妖狐と私




「はぁ、優陽がこのままずっと隣にいてくれたらいいのに」




「ははっ」と笑いをこぼしながら私は言う。


 もちろん冗談。


 だってそんなこと普通に考えて無理だし。


 妖怪と人間が一緒にいるなんて不可思議すぎるし。


 どう考えても想像つかないし。


 ただちょっと、「優陽がいつも一緒にいてくれたらいいな」って思っただけ。


 ちょっとの時間しかいないけど、優陽は私の太陽みたいな存在だなって思ったし。


 優陽の隣はなんだか落ち着くし。


 私って単純なのかも。


 でもまぁ、なんにしろもうすぐお別れだろうし。


 私が呼んだからここにいてくれてるだけだし。


 話が終わったらすぐ帰っちゃうと思うし。


 妖怪だしね。


 こんなとこにずっとはいられないよ、うん。


 ホント、なに言ってんだ私……




「ん?ああ、そのつもりだけど。」




 ん?




「え?ん?どゆこと?」




「いや、これから葵の隣にいるつもりだけどってこと。」




「……うん?」




 ちょっと待って。


 普通に考えて無理だし。




「どうせ俺妖怪だから人間には見えないし。
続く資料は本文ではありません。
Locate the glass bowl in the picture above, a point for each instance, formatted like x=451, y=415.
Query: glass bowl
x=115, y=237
お前にはなぜか俺が見えてて結構びっくりだけど。」




 妖怪と人間が一緒にいるなんて不可思議すぎるし。




「お前一人じゃちょっと心配だしな。学校のこととか家のこととか、俺がいたら都合のいいことだってあると思うし。」




 どう考えても想像つかないし。




「あ、でももちろん用なしになったら俺は葵の前から消える。用がないのに人間と一緒にいるなんて、ただの暇人になってしまうからな。」




 ただちょっと、「優陽がいつも一緒にいてくれたらいいな」って思っただけ。




「おい、ここは「あんたは人じゃないから「暇人」とは言えないでしょ」ってツッコむところだろ?」




 でもまぁ、なんにしろもうすぐお別れだろうし。




「まぁそういうことでだな、お前まだいろいろと不安そうだし、しょうがねぇから俺が一緒にいてやるよ。」




 話が終わったらすぐ帰っちゃうと思うし。




「だから、俺が人間界にいる間はずっと隣にいてやるよ。」




 こんなところにずっとはいられないよ。